Il suo assassino è Massimiliano Carpineti. La uccide sull’uscio di casa, poi sale in macchina, fa trecento metri, si ferma e si uccide.
Femminicidio.

Giulia Tramontano aveva 29 anni, era incinta al settimo mese. È morta sabato scorso, tre coltellate al collo.
Alessandro Impagnatiello è il suo assassino. Ha provato anche a bruciare il corpo, prima nella vasca da bagno, poi nel box auto. Per tre giorni avrebbe girato con il cadavere di Giulia in auto. Con il telefono di Giulia, per depistare, si finge Giulia e invia messaggi, come quello alla mamma della ragazza: “Non ti preoccupare madre ora vado a riposare”.
Ha premeditato tutto, cercato su internet come si uccide e brucia un cadavere.
Femminicidio!

Il femminicidio è una forma estrema di violenza, violenza misogina e sessista. Radicata nelle nostre società.

La violenza brutale sul corpo delle donne irrompe spesso nella cronaca quotidiana. Arriva come un uragano, spazza via ogni sicurezza. Annienta la nostra serenità. Siamo tutte potenziali vittime.

Vorrei non sapere più niente di come e quanto hanno sofferto Paola e Giulia. Ciò che ho letto è già troppo da sopportare, per me che non le conoscevo. Figuriamoci per le loro famiglie.

Poi c’è un’ultima donna nella storia di Giulia a cui penso e ripenso in queste ore. Forse un’altra potenziale vittima, 23 anni, italo inglese.
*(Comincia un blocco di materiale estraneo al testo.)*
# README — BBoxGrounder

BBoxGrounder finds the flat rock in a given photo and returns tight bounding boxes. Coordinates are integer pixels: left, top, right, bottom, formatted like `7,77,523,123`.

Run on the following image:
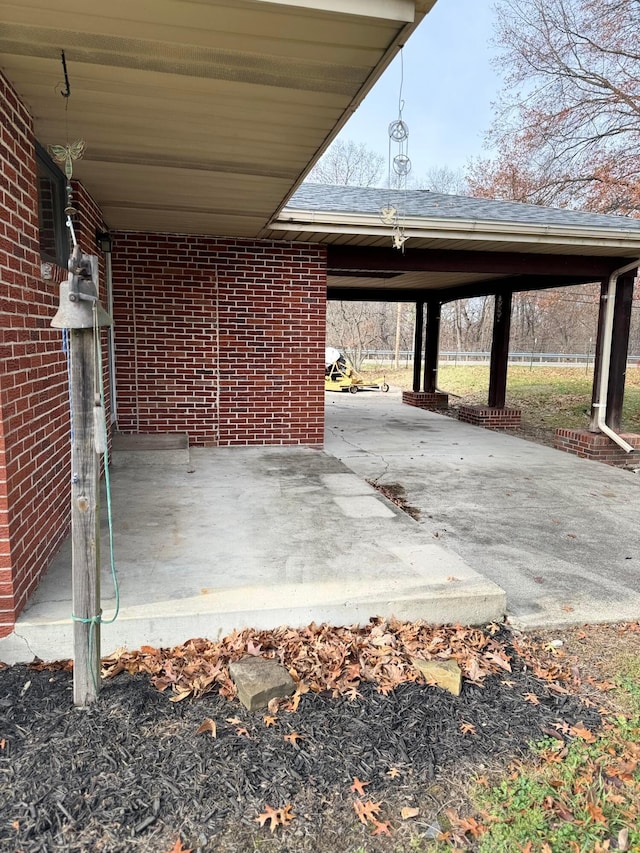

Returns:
229,656,296,711
413,658,462,696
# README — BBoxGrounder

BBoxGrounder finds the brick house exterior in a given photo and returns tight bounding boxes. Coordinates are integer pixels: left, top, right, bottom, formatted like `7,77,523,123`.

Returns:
0,74,326,637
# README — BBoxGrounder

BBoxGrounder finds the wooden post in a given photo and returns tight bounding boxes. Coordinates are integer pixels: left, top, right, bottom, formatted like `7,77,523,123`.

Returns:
413,301,424,391
589,281,609,432
488,292,512,409
70,329,100,706
606,270,636,432
424,299,440,394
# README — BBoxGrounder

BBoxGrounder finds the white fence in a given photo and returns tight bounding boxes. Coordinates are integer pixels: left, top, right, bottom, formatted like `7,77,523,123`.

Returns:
363,350,640,367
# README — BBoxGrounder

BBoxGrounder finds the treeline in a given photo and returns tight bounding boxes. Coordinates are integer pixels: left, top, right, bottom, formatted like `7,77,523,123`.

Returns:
327,284,640,367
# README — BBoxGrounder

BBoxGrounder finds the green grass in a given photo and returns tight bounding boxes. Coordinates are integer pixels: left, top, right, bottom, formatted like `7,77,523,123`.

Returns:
364,364,640,432
475,657,640,853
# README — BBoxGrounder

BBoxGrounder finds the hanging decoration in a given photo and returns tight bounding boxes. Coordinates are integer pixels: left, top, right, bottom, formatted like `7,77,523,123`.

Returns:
48,50,86,220
380,47,411,252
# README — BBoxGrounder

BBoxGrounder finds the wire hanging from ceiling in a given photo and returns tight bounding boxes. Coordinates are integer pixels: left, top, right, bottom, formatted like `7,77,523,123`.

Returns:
380,46,411,251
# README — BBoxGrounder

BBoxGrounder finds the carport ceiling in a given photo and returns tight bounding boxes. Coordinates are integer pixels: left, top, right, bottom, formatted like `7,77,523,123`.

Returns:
271,184,640,301
0,0,435,237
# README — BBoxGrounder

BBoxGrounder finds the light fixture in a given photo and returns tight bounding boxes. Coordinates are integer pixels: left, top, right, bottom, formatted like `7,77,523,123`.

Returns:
96,231,112,254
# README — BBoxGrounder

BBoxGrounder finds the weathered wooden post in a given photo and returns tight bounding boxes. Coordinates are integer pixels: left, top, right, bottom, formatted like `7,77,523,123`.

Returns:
51,246,111,706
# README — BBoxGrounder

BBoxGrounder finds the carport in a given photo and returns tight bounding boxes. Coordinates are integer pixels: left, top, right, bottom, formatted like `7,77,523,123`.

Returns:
271,184,640,461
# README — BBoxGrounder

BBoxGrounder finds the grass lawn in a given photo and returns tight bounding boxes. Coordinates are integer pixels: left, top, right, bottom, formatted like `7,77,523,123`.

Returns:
362,364,640,444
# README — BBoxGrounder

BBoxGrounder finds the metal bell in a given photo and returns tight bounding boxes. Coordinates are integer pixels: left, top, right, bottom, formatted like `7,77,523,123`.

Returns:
51,246,113,329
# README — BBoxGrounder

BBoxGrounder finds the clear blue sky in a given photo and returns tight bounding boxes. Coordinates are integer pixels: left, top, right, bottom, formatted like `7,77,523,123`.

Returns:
340,0,500,178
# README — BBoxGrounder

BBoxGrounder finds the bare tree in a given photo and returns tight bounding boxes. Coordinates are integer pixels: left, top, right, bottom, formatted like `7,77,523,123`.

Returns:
306,139,384,187
409,166,467,195
470,0,640,215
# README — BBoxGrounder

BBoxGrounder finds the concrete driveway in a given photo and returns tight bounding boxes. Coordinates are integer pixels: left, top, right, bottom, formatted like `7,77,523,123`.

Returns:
325,392,640,627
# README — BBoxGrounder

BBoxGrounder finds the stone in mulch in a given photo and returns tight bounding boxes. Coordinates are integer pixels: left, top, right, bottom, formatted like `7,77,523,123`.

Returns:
0,640,600,853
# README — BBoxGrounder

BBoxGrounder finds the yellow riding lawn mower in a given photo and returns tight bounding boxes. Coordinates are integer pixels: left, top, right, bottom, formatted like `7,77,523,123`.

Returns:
324,347,389,394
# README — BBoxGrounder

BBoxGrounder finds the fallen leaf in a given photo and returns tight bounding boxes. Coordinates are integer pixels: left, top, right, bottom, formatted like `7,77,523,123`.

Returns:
349,776,371,797
284,732,304,746
353,800,380,824
569,723,597,743
255,803,295,832
400,806,420,820
167,838,193,853
196,717,216,737
371,818,391,835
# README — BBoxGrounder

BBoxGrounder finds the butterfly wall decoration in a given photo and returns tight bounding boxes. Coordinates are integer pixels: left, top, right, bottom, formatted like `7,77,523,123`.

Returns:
48,139,87,181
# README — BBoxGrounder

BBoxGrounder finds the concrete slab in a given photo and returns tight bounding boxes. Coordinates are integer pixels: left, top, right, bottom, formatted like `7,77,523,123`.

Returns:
0,447,505,663
325,392,640,628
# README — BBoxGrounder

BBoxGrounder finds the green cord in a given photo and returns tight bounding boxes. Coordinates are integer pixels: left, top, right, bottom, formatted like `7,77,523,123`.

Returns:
69,300,120,693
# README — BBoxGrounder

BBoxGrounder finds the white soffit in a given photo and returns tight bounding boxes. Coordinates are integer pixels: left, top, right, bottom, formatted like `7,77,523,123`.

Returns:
0,0,435,236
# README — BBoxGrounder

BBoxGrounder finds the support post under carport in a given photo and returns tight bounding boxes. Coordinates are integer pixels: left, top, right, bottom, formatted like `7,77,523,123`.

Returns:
488,292,512,409
402,299,449,411
423,299,440,394
605,270,635,432
413,301,424,391
458,291,522,429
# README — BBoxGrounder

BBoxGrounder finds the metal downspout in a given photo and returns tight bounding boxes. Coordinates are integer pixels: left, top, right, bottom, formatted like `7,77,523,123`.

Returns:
593,259,640,453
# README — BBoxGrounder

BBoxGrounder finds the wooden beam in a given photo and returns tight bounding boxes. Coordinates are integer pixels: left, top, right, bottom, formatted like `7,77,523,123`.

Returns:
424,299,440,394
327,244,634,281
327,274,600,304
69,329,100,707
488,293,511,408
605,270,636,432
413,302,424,391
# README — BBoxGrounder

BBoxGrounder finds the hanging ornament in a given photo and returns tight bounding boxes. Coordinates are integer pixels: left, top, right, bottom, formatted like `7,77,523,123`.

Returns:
47,50,87,223
380,48,411,251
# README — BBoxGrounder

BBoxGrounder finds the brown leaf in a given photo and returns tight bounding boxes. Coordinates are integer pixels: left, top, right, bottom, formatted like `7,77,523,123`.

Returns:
284,732,304,746
167,838,193,853
349,776,371,797
569,723,597,743
400,806,420,820
196,717,216,737
371,818,391,835
353,800,380,824
255,803,295,832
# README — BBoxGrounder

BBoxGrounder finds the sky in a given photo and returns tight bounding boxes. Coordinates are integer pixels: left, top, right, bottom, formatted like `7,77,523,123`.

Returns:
340,0,501,179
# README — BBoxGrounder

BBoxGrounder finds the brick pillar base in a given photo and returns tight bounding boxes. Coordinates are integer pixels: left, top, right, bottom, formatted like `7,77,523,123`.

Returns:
553,429,640,466
458,406,522,429
402,391,449,411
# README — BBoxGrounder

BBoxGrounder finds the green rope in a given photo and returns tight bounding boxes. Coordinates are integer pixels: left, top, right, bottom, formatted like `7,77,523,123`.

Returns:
71,300,120,693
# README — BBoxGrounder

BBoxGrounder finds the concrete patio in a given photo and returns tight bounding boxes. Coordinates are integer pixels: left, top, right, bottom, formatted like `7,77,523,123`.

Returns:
0,401,505,662
0,392,640,663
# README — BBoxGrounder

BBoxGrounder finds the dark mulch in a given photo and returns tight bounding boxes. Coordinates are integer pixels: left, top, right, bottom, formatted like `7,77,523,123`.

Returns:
0,628,600,853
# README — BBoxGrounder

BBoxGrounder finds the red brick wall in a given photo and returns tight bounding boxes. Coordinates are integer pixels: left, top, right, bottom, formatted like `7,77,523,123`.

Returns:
458,406,522,429
0,75,69,636
553,429,640,467
113,233,326,446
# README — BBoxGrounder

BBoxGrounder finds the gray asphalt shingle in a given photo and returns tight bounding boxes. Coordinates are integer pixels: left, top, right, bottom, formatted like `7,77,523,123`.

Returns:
288,183,640,231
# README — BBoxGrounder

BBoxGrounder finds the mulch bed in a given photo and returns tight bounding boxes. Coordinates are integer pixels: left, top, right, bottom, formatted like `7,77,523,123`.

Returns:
0,628,600,853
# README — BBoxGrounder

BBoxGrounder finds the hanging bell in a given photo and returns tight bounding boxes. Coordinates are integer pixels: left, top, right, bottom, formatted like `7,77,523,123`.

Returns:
51,247,113,329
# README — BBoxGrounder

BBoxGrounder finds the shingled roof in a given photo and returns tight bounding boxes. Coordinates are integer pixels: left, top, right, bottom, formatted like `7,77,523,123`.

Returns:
281,183,640,231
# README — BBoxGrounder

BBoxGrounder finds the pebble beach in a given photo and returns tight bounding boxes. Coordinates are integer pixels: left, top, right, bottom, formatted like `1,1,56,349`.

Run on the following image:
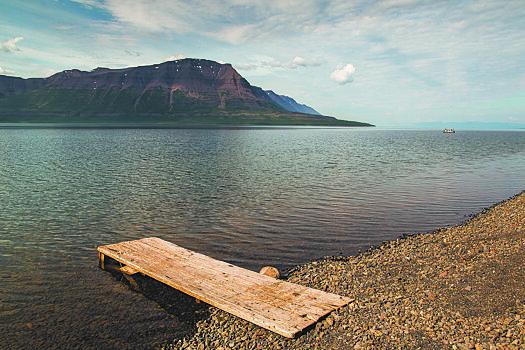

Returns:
163,192,525,350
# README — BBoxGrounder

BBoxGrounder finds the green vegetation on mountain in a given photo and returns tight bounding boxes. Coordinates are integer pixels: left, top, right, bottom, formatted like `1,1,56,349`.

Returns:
0,59,371,126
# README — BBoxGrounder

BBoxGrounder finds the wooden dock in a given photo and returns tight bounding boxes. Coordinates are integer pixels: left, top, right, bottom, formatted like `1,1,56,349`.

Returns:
98,237,351,338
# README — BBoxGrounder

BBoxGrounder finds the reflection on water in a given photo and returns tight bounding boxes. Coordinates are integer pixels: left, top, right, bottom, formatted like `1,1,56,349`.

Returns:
0,128,525,349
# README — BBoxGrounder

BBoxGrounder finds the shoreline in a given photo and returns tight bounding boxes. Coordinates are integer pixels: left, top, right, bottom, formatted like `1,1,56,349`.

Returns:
163,191,525,350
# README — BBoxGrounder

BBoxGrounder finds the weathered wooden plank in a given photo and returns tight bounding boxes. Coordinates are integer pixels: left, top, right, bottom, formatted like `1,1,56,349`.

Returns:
98,237,351,337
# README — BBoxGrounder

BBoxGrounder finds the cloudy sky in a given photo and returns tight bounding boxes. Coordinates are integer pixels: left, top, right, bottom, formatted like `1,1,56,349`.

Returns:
0,0,525,127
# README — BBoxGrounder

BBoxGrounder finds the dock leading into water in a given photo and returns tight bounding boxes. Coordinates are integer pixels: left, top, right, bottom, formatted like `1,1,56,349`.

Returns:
98,237,351,338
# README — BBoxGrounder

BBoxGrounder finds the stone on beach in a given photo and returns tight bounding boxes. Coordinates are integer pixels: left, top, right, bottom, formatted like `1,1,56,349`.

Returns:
165,192,525,350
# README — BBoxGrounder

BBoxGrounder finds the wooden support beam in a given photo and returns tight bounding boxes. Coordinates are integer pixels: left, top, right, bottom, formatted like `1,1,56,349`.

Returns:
98,237,351,338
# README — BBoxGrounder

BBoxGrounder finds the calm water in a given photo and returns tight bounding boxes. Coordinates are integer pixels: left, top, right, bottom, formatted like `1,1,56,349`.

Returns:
0,128,525,349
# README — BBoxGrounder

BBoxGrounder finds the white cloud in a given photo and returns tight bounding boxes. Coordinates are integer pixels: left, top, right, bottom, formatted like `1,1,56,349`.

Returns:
330,63,355,85
0,67,14,74
0,36,24,53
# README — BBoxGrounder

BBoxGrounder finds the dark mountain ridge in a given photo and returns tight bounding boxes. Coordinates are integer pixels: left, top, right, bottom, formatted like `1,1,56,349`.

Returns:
0,59,372,125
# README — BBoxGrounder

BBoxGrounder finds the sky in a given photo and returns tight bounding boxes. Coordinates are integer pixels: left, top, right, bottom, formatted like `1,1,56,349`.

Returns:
0,0,525,127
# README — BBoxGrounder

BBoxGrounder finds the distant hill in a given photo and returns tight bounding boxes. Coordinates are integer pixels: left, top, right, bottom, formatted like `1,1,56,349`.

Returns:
265,90,321,115
0,58,370,126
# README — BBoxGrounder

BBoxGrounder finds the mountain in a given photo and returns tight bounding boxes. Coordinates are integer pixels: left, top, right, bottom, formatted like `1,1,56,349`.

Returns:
264,90,321,115
0,59,369,126
0,75,45,99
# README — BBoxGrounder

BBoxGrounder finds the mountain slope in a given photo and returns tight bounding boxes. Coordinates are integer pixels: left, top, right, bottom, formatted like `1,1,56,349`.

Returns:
265,90,321,115
0,59,372,125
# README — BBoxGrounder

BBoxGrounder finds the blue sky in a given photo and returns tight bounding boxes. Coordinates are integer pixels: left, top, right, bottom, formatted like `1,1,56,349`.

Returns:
0,0,525,127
Era l’altra fidanzata di Alessandro Impagnatiello che ha mentito ad entrambe, le ha manipolate, circuite, al punto da metterle incinta tutte e due.

La ventitreenne però lo scopre. Agisce. Cerca Giulia, si incontrano. Di Impagnatiello non si fida più. E quando Giulia scompare, chiama la sorella e poi di nuovo Impagnatiello. Consegna i suoi sospetti ai carabinieri. Ma per Giulia ormai è tardi. È morta, è nella vasca cosparsa di benzina. E quando Impagnatiello dopo averla accoltellata e tentato di bruciare sempre dal telefono di Giulia invia dei messaggi all’altra per depistare anche lei, la ragazza non gli crede. Se lo ritrova fuori dalla porta di casa. Vuole entrare, lei non gli apre. È salva. Se avesse aperto?

Ed è riflettendo su lei che sto cercando la mia opinione sulla frase scritta da Annalisa Cuzzocrea, vicedirettrice de La Stampa: “Dobbiamo insegnare alle ragazze come salvarsi finché quel lavoro profondo affinché un uomo impari che non può avere tutto non sia completato”.

Sì, io penso che capire come “salvarsi” sia importante tanto quanto scardinare il “modello socio-culturale patriarcale, in cui la donna occupa una posizione di subordinazione, divenendo soggetto discriminabile, violabile, uccidibile”.

Sono madre di un futuro uomo. Sento una grande responsabilità. Il mio compito va ben oltre quello di insegnargli che le donne vanno rispettate. Non tutto dipenderà da me. Dobbiamo rimuovere completamente la violenza dalla società, dalle relazioni, anche la violenza verbale va estirpata.

La procuratrice aggiunta di Milano, in conferenza stampa ha detto “donne, non andate mai all’ ultimo incontro“, non è una frase che giustifica né che sposta l’attenzione dal carnefice alla vittima.

Il carnefice è l’assassino, la vittima non ha alcuna colpa.

“Capire come salvarsi” non esclude tutto il resto: l’educazione sentimentale e sessuale nelle scuole, il riconoscimento e rispetto dei diritti e della parità di genere, il potenziamento dei centri antiviolenza, la cultura e il diritto all’assistenza psicologica per tutti, l’eliminazione di ogni forma di discriminazione, la demolizione del machismo e del potere maschilista. Il cammino è però ancora lungo. Nel frattempo imparare a salvarsi a riconoscere, sin da piccole, i campanelli d’allarme non mi scandalizza.